Dynamic credential issuance adds latency overhead. Token rotation adds retry logic complexity. Both behave differently at scale than in a controlled proof of concept. Teams adopting Model Context Protocol (MCP) alongside XAA-style identity layers should benchmark credential issuance latency and token rotation overhead during the evaluation phase, before those costs are embedded in production service-level agreements. The tool-call loops that look invisible in demos become visible — and expensive — the first time a high-throughput agent workflow hits a credential refresh at scale. Eval-driven development means modeling that failure before it is production's problem.
Frequently Asked Questions
What is AI agent identity management, and how does it differ from regular IAM?

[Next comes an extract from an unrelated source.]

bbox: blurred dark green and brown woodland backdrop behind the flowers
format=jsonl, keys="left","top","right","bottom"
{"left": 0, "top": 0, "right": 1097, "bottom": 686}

AI agent identity management is the practice of assigning distinct, scoped credentials to autonomous AI agents — separate from human user credentials — so that each agent's access to enterprise systems can be monitored, restricted, and revoked independently. Traditional IAM (identity and access management) is built around a human authenticating once per session through a username, password, or MFA prompt. AI agents authenticate continuously across multiple systems, spawn child agents, and execute long-running workflows without a human present at each step. That behavioral difference requires a non-human identity model with its own lifecycle controls, scoped permissions, and expiration policies that are not part of conventional IAM frameworks.
How does OAuth work for AI agents, and why is the IETF involved?

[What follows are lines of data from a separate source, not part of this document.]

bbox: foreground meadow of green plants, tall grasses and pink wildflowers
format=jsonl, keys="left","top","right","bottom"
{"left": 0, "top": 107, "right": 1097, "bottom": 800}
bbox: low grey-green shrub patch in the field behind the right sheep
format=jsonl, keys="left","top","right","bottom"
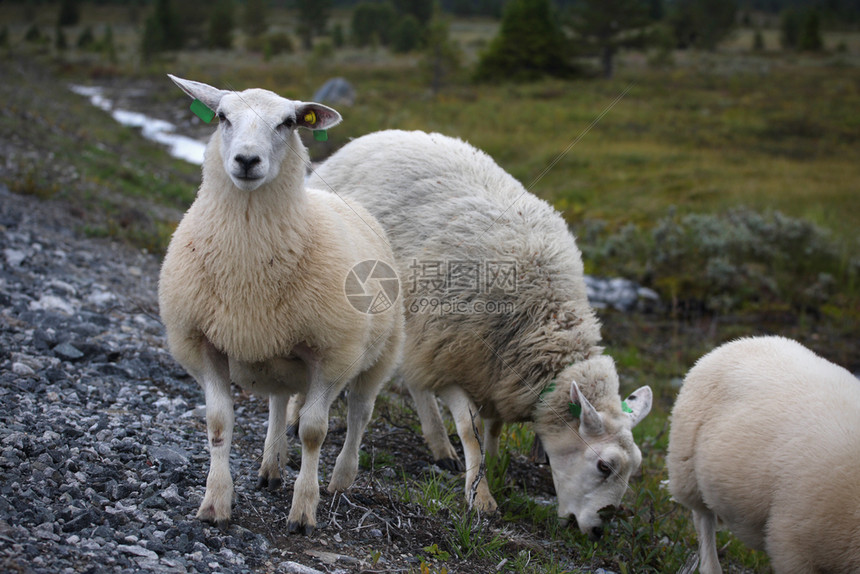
{"left": 579, "top": 209, "right": 860, "bottom": 313}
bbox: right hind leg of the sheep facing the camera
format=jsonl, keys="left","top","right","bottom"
{"left": 328, "top": 357, "right": 391, "bottom": 492}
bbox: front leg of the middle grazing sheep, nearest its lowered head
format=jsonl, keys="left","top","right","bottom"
{"left": 439, "top": 386, "right": 498, "bottom": 512}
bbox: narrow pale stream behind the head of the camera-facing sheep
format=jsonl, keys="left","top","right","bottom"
{"left": 69, "top": 84, "right": 206, "bottom": 165}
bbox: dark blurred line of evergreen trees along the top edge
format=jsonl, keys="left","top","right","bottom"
{"left": 6, "top": 0, "right": 848, "bottom": 85}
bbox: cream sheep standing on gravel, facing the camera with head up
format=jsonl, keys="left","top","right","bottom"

OAuth 2.0 is an authorization framework that lets one application obtain limited access to another system on behalf of a user. Standard OAuth flows assume a human is present to grant consent interactively, which does not fit how autonomous agents operate across long-running or multi-step workflows. The IETF is standardizing extensions — including requested_actor and actor_token parameters — that allow AI agents to obtain access tokens representing delegated authority from a human principal, with explicit scope limits and expiration, without requiring the human to be present at each individual authentication event. These extensions are being developed precisely because existing OAuth implementations were not designed for non-human actors that operate at machine speed and scale.
What are the biggest security risks of AI agents in the enterprise workplace?

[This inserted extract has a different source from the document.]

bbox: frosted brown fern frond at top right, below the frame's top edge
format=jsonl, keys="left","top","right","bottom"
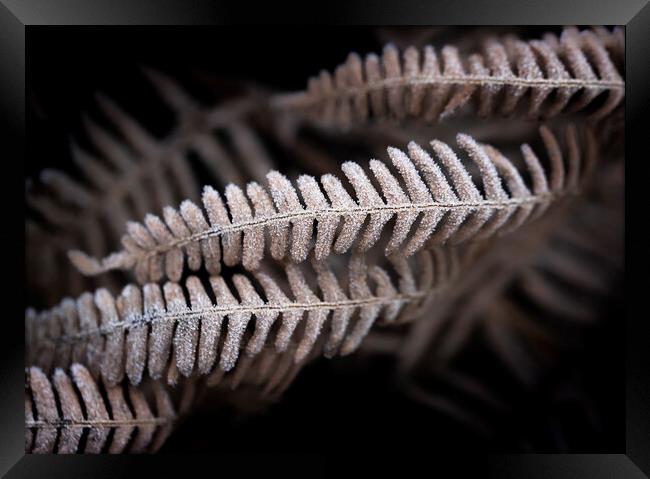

As of June 24, 2026, according to industry research, 88% of organizations have reported confirmed or suspected AI agent security incidents in the past year. The primary risk vectors include: compromised API keys that grant agents broader access than intended; shared credentials that allow a breach in one agent to propagate across multiple connected systems; and shadow AI connections — agents linked to enterprise tools outside centralized oversight — that administrators cannot monitor, audit, or revoke. Shadow AI breaches carry a total average cost of $4.63 million per incident, approximately $670,000 higher than standard security events. The healthcare sector reports the highest exposure, with 92.7% of organizations recording AI agent security incidents in the same period.
Disclaimer: This article is original editorial commentary based on publicly reported information and does not constitute legal, security, or financial advice. Research based on publicly available sources current as of June 24, 2026.